Keywords:Seismic Networks, Data Quality, Completeness, Earthquake Statistics, Statistical Seismology, Earthquake Hazard
An important characteristic of any seismic network is its detection completeness, which should be considered a function of space and time. Many researchers rely on robust estimates of detection completeness, especially when investigating statistical parameters of earthquake occurrence like earthquake rates. Contrary to traditional approaches, we do not estimate completeness using methods in which the completeness magnitude is defined as the deviation of the frequency-magnitude distribution from the linear Gutenberg-Richter relation. Here, we present a method based on empirical data only: phase data, station information, and the network-specific attenuation relation. For each station of the network we estimate a time-dependent distribution function describing the detection capability depending on magnitude and distance to the earthquake.
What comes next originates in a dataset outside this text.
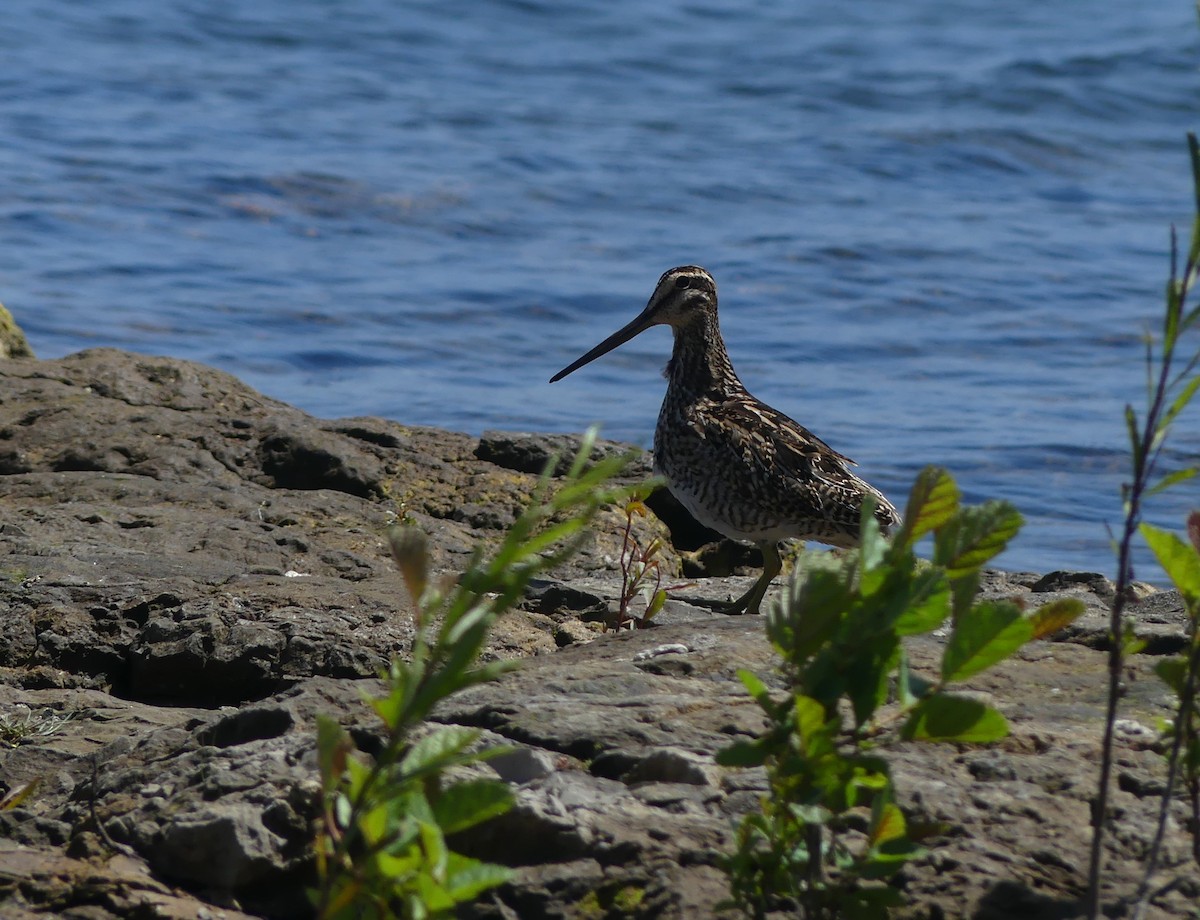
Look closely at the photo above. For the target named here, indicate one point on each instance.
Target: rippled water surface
(939, 230)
For each point in time, maps of detection probabilities for certain magnitudes or overall completeness levels are compiled based on these distributions. Therefore, this method allows for inspection of station performances and their evolution as well as investigations on local detection probabilities even in regions without seismic activity.
We present a full history of network detection completeness for Japan and discuss details of this evolution, e.g. the effects of the Tohoku-oki earthquake sequence. For practical purposes we deliver completeness estimates for catalog data of selected regions and document the conservative completeness estimates researchers can use when investigating the JMA catalog in different regions over different periods. All presented results are published on the CompletenessWeb (www.completenessweb.org) from which the user can download completeness data from all investigated regions, software codes for reproducing the results, and publication-ready and customizable figures.